Pada dasarnya, rumah tradisional adalah rumah yang dibangun dengan cara yang sama dari generasi ke generasi dan tanpa atau sedikit sekali mengalami perubahan. Rumah tradisional juga dimaknai sebagai rumah yang dibangun dengan memperhatikan kegunaan, serta fungsi sosial dan makna budaya dibalik corak atau gaya bangunannya. Penilaian kategori rumah tradisonal dapat juga dilihat dari aspek kebiasaan masyarakat ketika rumah tersebut didirikan, misalnya untuk upacara adat. Rumah tradisional adalah ungkapan bentuk rumah karya manusia sebagai salah satu unsur kebudayaan yang tumbuh dan berkembang bersamaan dengan tumbuh kembangnya kebudayaan dalam masyarakat. Ragam hias yang menyertai rumah tradisional merupakan hal yang tidak dapat dipisahkan dan menjadi komponen penting dari unsur fisik cerminan budaya dan kecendrungan sifat budaya yang terbentuk dari tradisi masyarakat setempat. Visualisasi rumah tradisional dapat juga melambangkan kehidupan sosial, politik, ekonomi dan lain-lain. Di setiap daerah di Indonesia mempunyai rumah tradisional-nya masing-masing, yang beragam karena keragaman budaya dalam setiap daerah yang ada di Indonesia. Sebagian dari rumah tradisional Indonesia tersebut, antara lain adalah:
Rumah Krong Bade atau biasa disebut juga Rumoh Aceh. Ciri khas rumah ini memiliki tangga di depan rumah sebagai jalan masuk ke dalam rumah dan uniknya lagi anak tangga tersebut berjumlah ganjil. Rumah Krong Bade mengaplikasikan bangunan menjulur dari timur ke barat mengambil garis imajiner ke arah Ka'bah. Model rumah panggung ini, dindingnya terbuat dari kayu dan dihiasi dengan lukisan. Bagian atap, diberikan material daun rumbia. Sedangkan lantai terbuat dari bambu atau enau. Keunikan lainnya adalah pintu rumah dibuat lebih pendek yaitu 1,2 meter hingga 1,5 meter, yang bertujuan agar orang yang memasuki rumah ini memberikan salam hormat pada pemilik rumah tanpa mengenal sosial ataupun kasta.

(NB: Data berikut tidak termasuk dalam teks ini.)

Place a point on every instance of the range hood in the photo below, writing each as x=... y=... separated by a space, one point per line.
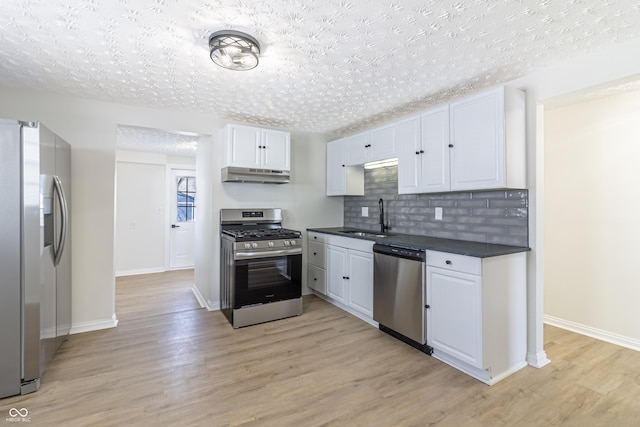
x=261 y=176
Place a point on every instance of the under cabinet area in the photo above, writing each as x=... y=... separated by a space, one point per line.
x=344 y=273
x=252 y=147
x=316 y=263
x=476 y=315
x=476 y=143
x=342 y=180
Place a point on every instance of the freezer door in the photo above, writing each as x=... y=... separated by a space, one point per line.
x=10 y=280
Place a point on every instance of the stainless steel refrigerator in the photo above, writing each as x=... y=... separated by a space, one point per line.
x=35 y=252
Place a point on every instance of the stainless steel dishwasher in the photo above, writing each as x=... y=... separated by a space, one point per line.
x=399 y=294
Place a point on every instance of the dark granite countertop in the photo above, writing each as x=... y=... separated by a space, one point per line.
x=461 y=247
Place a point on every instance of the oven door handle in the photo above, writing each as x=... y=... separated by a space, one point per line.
x=266 y=254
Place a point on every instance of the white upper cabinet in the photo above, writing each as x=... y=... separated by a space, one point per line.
x=423 y=153
x=342 y=180
x=473 y=144
x=378 y=144
x=487 y=141
x=252 y=147
x=276 y=149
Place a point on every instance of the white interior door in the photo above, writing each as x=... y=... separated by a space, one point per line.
x=183 y=217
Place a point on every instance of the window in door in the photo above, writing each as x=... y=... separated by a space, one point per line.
x=186 y=199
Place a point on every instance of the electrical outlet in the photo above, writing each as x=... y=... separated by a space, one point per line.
x=438 y=214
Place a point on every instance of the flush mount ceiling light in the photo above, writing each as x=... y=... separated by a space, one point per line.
x=234 y=50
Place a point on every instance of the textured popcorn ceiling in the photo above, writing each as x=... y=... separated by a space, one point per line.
x=330 y=66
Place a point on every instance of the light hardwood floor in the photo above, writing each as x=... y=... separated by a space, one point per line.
x=171 y=363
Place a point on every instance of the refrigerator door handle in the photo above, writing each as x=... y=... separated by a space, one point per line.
x=57 y=185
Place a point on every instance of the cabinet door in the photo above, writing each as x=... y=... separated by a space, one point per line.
x=435 y=145
x=356 y=149
x=477 y=136
x=383 y=143
x=360 y=282
x=336 y=169
x=316 y=254
x=337 y=273
x=276 y=148
x=409 y=157
x=316 y=279
x=454 y=317
x=242 y=148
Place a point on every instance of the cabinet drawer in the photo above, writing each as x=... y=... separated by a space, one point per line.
x=317 y=279
x=316 y=237
x=316 y=254
x=455 y=262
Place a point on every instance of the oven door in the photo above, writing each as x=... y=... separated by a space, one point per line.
x=265 y=280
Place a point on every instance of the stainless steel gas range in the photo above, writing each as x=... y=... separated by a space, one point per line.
x=261 y=267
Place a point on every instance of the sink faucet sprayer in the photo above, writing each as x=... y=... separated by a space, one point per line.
x=383 y=227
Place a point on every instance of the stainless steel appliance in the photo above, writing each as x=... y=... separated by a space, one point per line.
x=261 y=176
x=35 y=252
x=260 y=268
x=399 y=294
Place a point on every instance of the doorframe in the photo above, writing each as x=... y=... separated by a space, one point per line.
x=167 y=209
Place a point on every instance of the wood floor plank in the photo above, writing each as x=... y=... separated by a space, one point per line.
x=170 y=362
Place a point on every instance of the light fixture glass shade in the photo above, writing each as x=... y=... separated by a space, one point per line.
x=234 y=50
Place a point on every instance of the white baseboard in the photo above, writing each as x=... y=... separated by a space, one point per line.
x=589 y=331
x=209 y=305
x=97 y=325
x=135 y=272
x=538 y=360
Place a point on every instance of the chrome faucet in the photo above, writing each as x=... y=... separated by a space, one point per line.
x=383 y=226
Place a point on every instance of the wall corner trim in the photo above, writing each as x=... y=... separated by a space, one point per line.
x=96 y=325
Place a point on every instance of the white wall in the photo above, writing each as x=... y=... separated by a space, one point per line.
x=591 y=217
x=303 y=202
x=606 y=65
x=140 y=218
x=141 y=214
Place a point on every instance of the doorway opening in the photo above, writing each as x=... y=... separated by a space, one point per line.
x=156 y=210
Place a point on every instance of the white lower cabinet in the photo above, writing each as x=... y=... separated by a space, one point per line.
x=341 y=268
x=316 y=263
x=476 y=316
x=350 y=278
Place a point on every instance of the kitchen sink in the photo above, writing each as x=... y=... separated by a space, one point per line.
x=365 y=233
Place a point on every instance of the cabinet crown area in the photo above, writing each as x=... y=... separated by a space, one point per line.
x=475 y=143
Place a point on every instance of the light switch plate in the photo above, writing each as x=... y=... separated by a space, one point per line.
x=438 y=214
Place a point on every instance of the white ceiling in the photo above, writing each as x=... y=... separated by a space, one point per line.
x=331 y=66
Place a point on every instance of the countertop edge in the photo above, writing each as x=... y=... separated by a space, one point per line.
x=459 y=247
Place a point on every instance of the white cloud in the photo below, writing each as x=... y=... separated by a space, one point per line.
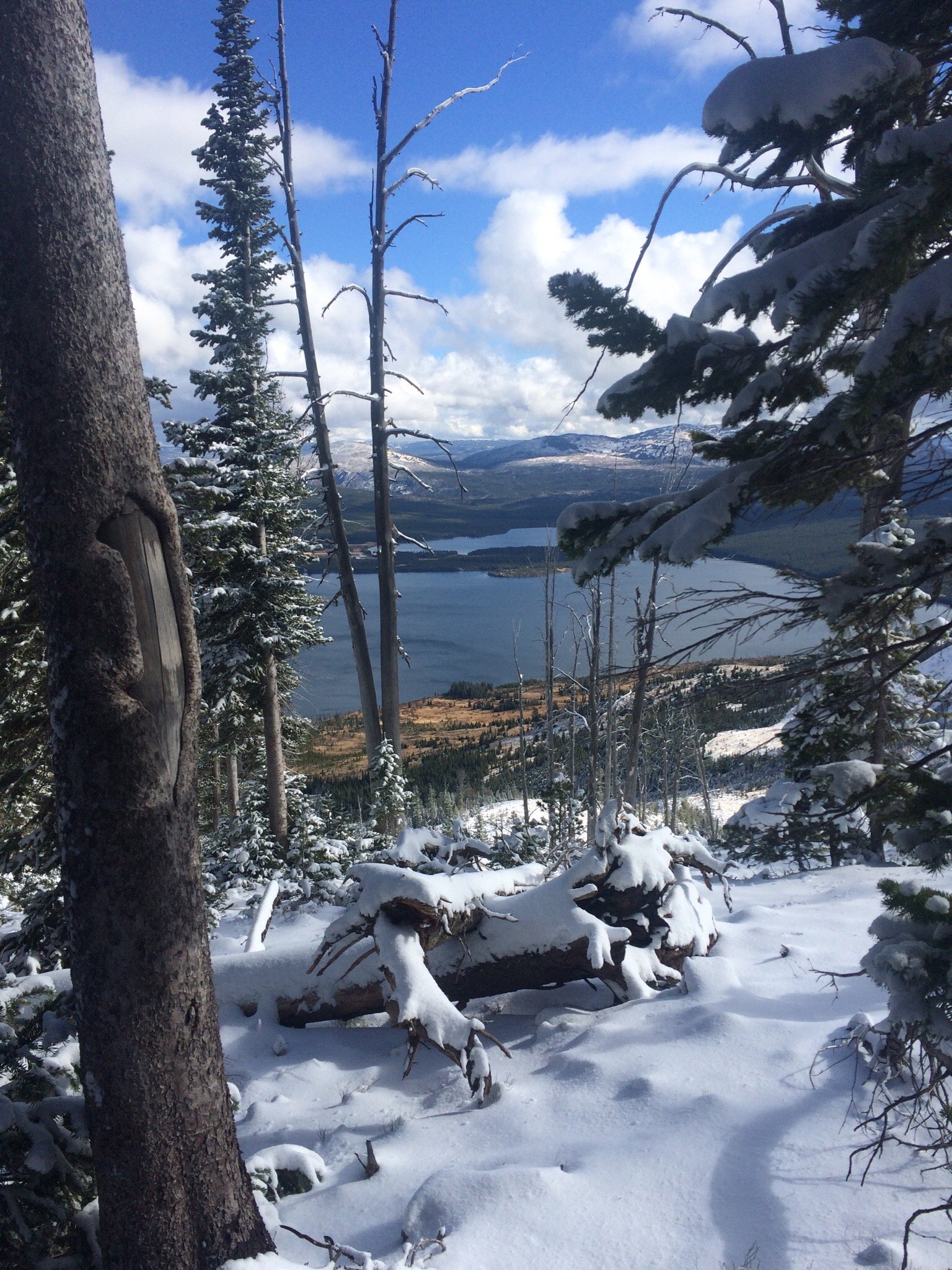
x=697 y=48
x=324 y=162
x=164 y=295
x=580 y=166
x=505 y=362
x=152 y=125
x=155 y=125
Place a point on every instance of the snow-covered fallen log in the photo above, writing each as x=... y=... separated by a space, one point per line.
x=420 y=946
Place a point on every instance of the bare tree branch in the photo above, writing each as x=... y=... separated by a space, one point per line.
x=420 y=218
x=446 y=446
x=407 y=471
x=438 y=110
x=416 y=543
x=351 y=286
x=412 y=295
x=785 y=25
x=408 y=175
x=710 y=23
x=407 y=379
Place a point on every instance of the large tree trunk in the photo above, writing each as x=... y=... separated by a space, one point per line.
x=123 y=670
x=322 y=435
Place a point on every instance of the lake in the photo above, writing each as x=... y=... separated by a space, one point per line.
x=460 y=625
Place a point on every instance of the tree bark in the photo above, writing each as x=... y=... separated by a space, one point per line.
x=890 y=447
x=645 y=649
x=384 y=521
x=234 y=793
x=275 y=755
x=273 y=744
x=123 y=671
x=322 y=433
x=594 y=693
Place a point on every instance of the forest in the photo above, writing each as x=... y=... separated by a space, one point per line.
x=640 y=956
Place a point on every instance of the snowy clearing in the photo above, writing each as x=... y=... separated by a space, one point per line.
x=744 y=741
x=678 y=1132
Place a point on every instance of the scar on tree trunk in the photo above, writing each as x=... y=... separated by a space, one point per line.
x=123 y=671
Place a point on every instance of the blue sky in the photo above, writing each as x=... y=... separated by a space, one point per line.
x=559 y=167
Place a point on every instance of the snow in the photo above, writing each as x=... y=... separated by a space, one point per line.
x=805 y=88
x=932 y=143
x=678 y=1129
x=850 y=778
x=790 y=277
x=924 y=301
x=448 y=894
x=677 y=526
x=415 y=991
x=744 y=741
x=299 y=1160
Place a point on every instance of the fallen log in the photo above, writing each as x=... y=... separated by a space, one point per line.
x=626 y=913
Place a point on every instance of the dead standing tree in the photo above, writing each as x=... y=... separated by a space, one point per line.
x=382 y=429
x=123 y=671
x=319 y=419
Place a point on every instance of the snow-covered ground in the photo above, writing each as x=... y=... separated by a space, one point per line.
x=744 y=741
x=682 y=1132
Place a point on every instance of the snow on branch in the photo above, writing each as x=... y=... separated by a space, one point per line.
x=676 y=527
x=790 y=278
x=804 y=88
x=923 y=308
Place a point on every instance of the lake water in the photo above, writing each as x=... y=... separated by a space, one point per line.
x=460 y=625
x=511 y=539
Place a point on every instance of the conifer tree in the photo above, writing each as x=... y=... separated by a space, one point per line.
x=390 y=796
x=852 y=272
x=239 y=493
x=867 y=703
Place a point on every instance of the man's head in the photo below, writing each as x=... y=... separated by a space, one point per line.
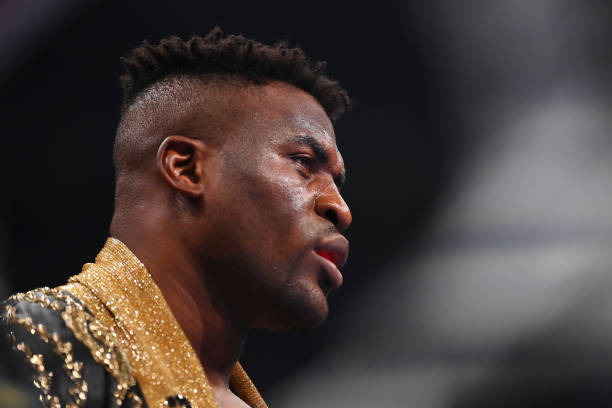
x=226 y=146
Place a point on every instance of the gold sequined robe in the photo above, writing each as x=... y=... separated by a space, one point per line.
x=109 y=339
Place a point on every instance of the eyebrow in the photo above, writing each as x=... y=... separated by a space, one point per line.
x=320 y=153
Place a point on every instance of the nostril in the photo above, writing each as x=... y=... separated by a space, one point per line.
x=332 y=216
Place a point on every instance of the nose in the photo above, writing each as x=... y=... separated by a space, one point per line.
x=331 y=206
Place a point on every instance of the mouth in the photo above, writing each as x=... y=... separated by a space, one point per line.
x=333 y=253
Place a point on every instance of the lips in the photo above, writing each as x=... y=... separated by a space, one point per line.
x=334 y=249
x=332 y=252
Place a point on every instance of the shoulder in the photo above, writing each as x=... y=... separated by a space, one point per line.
x=54 y=348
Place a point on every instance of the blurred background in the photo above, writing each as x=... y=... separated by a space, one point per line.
x=479 y=162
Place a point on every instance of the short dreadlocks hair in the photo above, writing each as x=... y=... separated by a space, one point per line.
x=233 y=55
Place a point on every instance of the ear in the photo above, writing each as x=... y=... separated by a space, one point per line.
x=179 y=160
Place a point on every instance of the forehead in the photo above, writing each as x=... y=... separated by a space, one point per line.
x=277 y=112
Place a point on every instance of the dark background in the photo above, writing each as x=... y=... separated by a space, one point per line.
x=478 y=160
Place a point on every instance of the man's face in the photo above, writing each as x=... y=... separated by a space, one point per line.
x=273 y=211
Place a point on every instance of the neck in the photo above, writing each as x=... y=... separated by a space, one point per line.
x=213 y=330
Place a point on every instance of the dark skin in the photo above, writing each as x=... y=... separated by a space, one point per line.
x=242 y=229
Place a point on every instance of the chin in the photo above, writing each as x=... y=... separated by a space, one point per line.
x=301 y=306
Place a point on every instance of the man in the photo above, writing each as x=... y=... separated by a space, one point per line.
x=227 y=217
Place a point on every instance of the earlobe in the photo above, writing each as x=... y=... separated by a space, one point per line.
x=179 y=159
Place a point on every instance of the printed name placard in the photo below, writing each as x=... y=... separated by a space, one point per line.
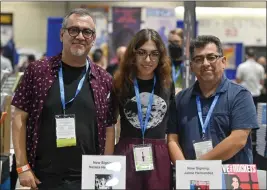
x=103 y=172
x=198 y=174
x=240 y=176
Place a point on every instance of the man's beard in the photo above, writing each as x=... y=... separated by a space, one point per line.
x=77 y=52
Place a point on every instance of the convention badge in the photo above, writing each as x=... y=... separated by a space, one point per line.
x=202 y=148
x=65 y=130
x=143 y=157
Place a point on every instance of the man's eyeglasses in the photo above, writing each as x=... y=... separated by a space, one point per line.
x=154 y=55
x=199 y=60
x=75 y=31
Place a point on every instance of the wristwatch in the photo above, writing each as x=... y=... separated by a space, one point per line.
x=23 y=168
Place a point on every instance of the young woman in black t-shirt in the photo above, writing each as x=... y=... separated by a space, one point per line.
x=144 y=89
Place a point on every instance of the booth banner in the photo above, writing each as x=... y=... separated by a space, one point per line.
x=101 y=21
x=198 y=174
x=250 y=31
x=125 y=23
x=103 y=172
x=189 y=35
x=160 y=19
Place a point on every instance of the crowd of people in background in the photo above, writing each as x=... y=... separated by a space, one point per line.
x=147 y=74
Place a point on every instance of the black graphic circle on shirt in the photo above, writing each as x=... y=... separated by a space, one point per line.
x=158 y=110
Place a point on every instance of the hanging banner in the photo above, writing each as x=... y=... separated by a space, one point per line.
x=100 y=15
x=189 y=34
x=7 y=35
x=125 y=23
x=161 y=20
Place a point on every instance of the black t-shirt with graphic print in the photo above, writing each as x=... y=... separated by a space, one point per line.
x=66 y=162
x=157 y=123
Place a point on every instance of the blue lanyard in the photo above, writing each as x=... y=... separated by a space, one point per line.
x=61 y=86
x=175 y=75
x=207 y=120
x=149 y=106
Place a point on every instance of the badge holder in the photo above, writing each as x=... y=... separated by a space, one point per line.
x=202 y=147
x=65 y=130
x=143 y=157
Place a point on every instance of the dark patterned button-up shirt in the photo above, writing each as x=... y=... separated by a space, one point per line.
x=33 y=89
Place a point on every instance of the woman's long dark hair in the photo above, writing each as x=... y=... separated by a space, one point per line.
x=123 y=79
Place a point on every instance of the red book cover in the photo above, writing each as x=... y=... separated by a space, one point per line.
x=240 y=176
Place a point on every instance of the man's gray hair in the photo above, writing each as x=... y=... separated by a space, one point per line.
x=78 y=11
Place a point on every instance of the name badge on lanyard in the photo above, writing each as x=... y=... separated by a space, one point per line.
x=175 y=74
x=143 y=153
x=204 y=146
x=65 y=124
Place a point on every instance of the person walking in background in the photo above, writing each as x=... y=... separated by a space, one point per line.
x=5 y=62
x=111 y=69
x=250 y=74
x=60 y=114
x=144 y=89
x=175 y=47
x=99 y=58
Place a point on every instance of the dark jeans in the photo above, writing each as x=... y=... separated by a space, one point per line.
x=64 y=185
x=260 y=161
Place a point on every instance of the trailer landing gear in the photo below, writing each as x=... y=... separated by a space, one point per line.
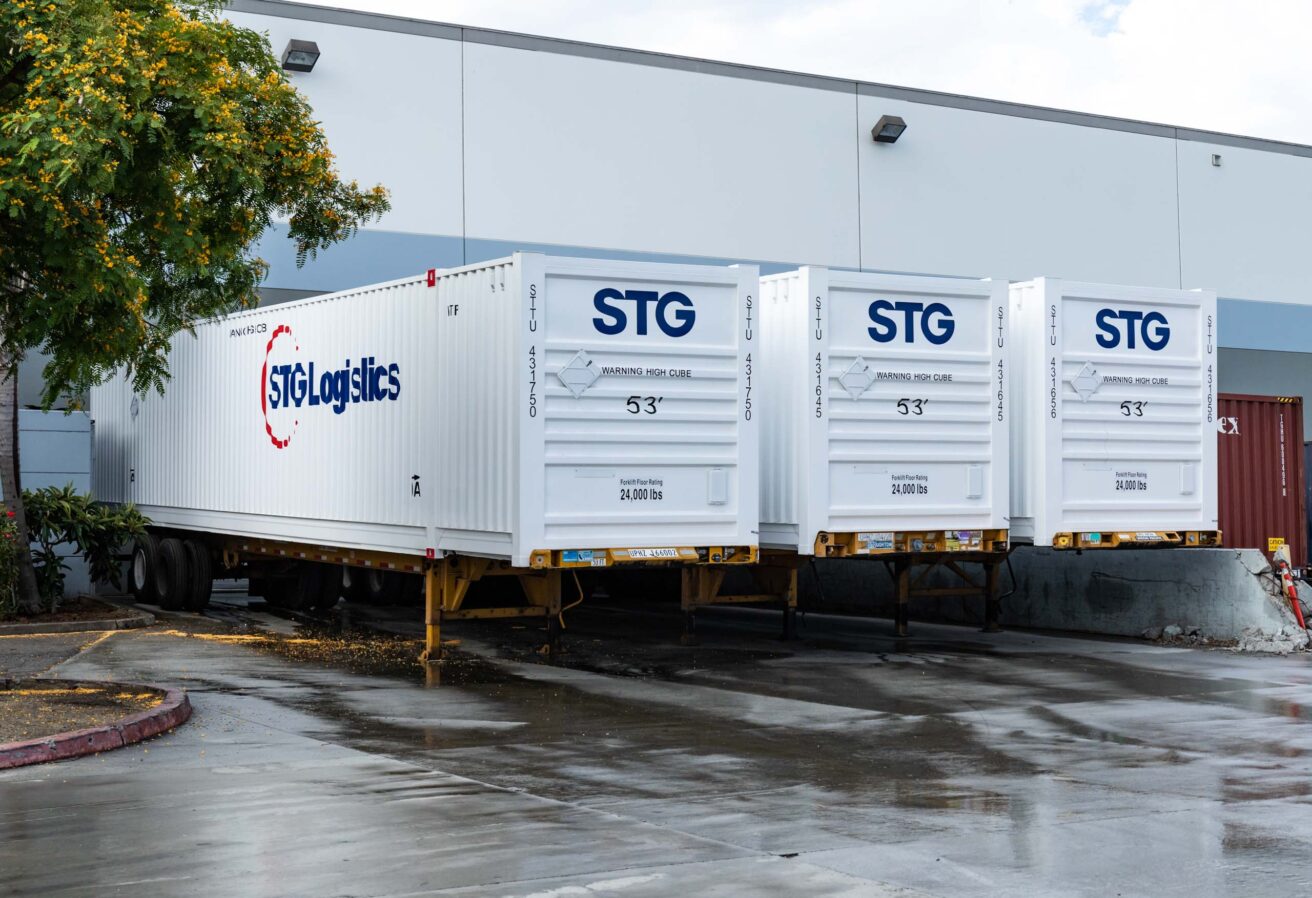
x=907 y=587
x=776 y=575
x=448 y=580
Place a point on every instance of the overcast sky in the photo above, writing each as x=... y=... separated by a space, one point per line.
x=1218 y=64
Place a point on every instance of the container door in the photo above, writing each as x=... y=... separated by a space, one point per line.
x=646 y=427
x=1136 y=410
x=1260 y=454
x=916 y=427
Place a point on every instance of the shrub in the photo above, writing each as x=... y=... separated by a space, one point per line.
x=62 y=515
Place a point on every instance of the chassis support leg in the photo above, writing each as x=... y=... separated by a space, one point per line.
x=992 y=604
x=902 y=573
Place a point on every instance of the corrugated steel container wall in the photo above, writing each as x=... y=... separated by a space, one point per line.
x=656 y=441
x=328 y=452
x=886 y=408
x=1260 y=452
x=1115 y=406
x=438 y=415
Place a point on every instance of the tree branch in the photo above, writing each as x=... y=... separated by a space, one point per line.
x=17 y=71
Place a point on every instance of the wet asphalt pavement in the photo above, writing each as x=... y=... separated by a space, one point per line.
x=850 y=763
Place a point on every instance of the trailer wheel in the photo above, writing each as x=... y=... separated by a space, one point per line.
x=173 y=583
x=201 y=580
x=144 y=573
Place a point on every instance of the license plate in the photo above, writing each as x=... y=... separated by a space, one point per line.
x=654 y=553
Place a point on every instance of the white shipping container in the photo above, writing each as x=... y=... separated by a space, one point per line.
x=884 y=410
x=505 y=408
x=1114 y=395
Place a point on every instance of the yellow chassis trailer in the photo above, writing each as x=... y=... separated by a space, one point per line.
x=902 y=554
x=448 y=580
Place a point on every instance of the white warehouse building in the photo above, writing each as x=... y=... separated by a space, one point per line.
x=493 y=142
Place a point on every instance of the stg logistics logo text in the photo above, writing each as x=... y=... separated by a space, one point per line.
x=287 y=384
x=1151 y=328
x=936 y=320
x=675 y=314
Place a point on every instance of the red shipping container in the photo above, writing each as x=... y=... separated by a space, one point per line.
x=1260 y=454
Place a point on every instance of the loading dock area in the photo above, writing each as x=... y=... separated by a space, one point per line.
x=849 y=763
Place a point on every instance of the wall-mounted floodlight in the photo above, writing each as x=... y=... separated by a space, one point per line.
x=301 y=55
x=888 y=129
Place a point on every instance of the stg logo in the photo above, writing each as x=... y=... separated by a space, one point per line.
x=936 y=322
x=1151 y=328
x=287 y=385
x=675 y=314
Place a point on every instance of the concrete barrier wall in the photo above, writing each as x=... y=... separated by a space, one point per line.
x=1220 y=594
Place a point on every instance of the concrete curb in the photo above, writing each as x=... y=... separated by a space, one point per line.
x=138 y=620
x=172 y=712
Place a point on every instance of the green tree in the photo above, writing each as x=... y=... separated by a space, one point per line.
x=144 y=146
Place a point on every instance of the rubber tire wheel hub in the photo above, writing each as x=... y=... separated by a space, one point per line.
x=175 y=580
x=144 y=573
x=201 y=580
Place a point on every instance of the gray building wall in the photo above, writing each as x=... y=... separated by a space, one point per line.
x=54 y=449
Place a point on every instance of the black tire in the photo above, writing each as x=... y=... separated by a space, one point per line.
x=175 y=574
x=143 y=574
x=201 y=580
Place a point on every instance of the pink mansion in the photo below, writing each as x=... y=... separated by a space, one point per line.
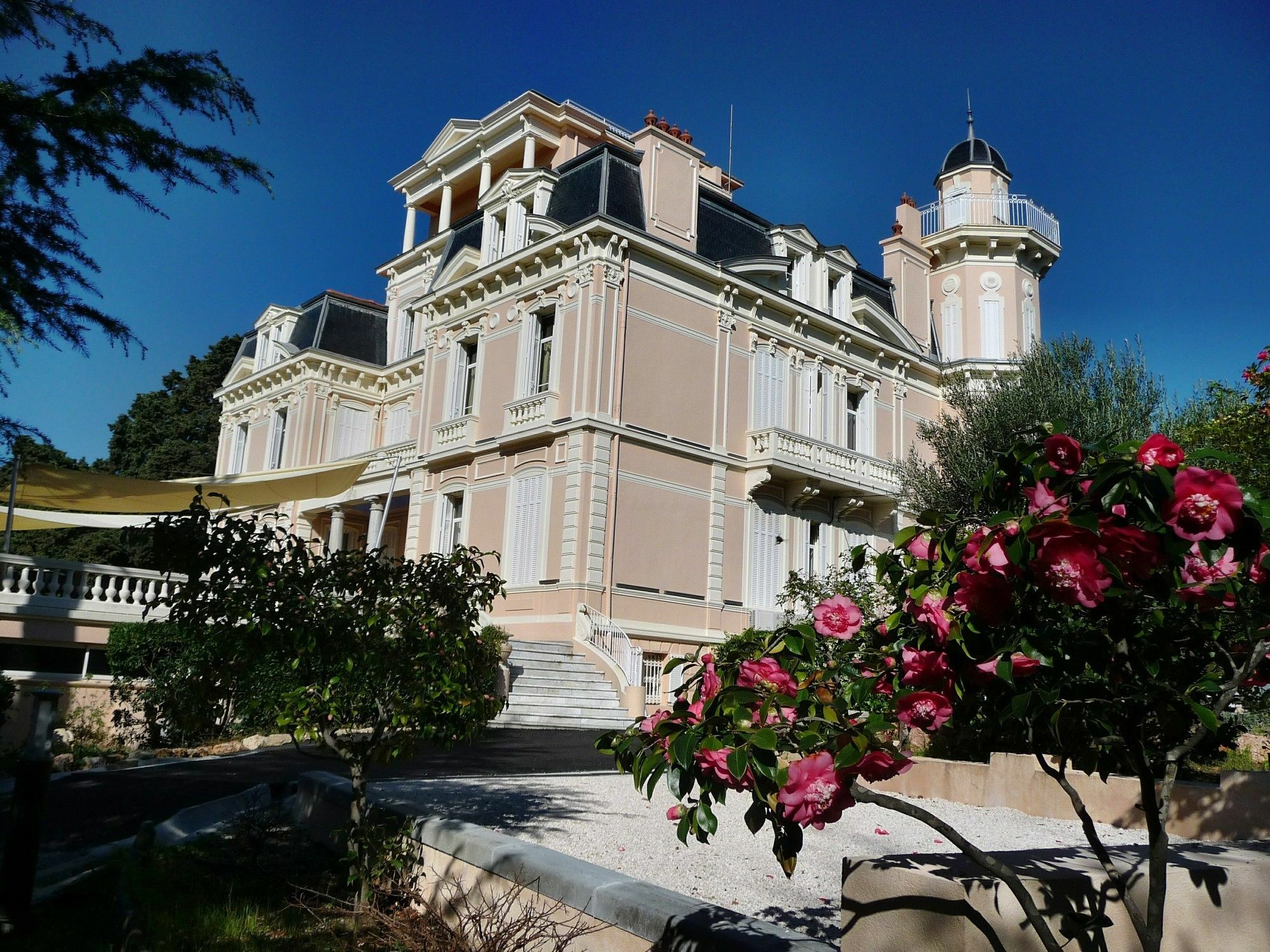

Rumah Joglo merupakan salah satu ciri khas rumah tradisional Jawa. Rumah ini terbagi dalam beberapa ruang seperti pendapa, pringgitan, dalem, sentong, gandok tengen, dan gandok kiwo. Pendapa digunakan sebagai ruang pertemuan untuk acara besar, karena tidak memiliki sekat, atau tempat pagelaran kesenian. Di area pendapa inilah ciri khas Rumah Joglo terlihat dengan adanya struktur konstruksi soko guru pada kolom utamanya. Pada bagian pringgitan digunakan sebagai area penghubung antara pendapa dengan rumah dalem dan biasanya digunakan juga sebagai ruang tamu. Sedangkan bagian dalem adalah ruangan untuk bersantai keluarga yang merupakan area privasi bagi pemilik rumah.
Rumah Bagonjong atau Rumah Gadang adalah sebutan bagi rumah tradisional di Sumatera Barat. Keunikannya terlihat jelas dan menonjol pada bagian atap yang memiliki bentuk seperti tanduk pada ujung atapnya. Ruangan dalam rumah ini tidak memiliki sekat kecuali pada kamar tidur. Sebagai rumah bersama, Rumah Gadang dilambangkan sebagai kehadiran suatu kaum. Pada bagian depan rumah dilengkapi ukiran ornamen dan umumnya bermotif akar, bunga, daun dan bidang persegi empat serta genjang. Setiap elemen di rumah ini mempunyai makna tersendiri. Dapur dibangun terpisah di bagian belakang yang ber-dempet pada dinding.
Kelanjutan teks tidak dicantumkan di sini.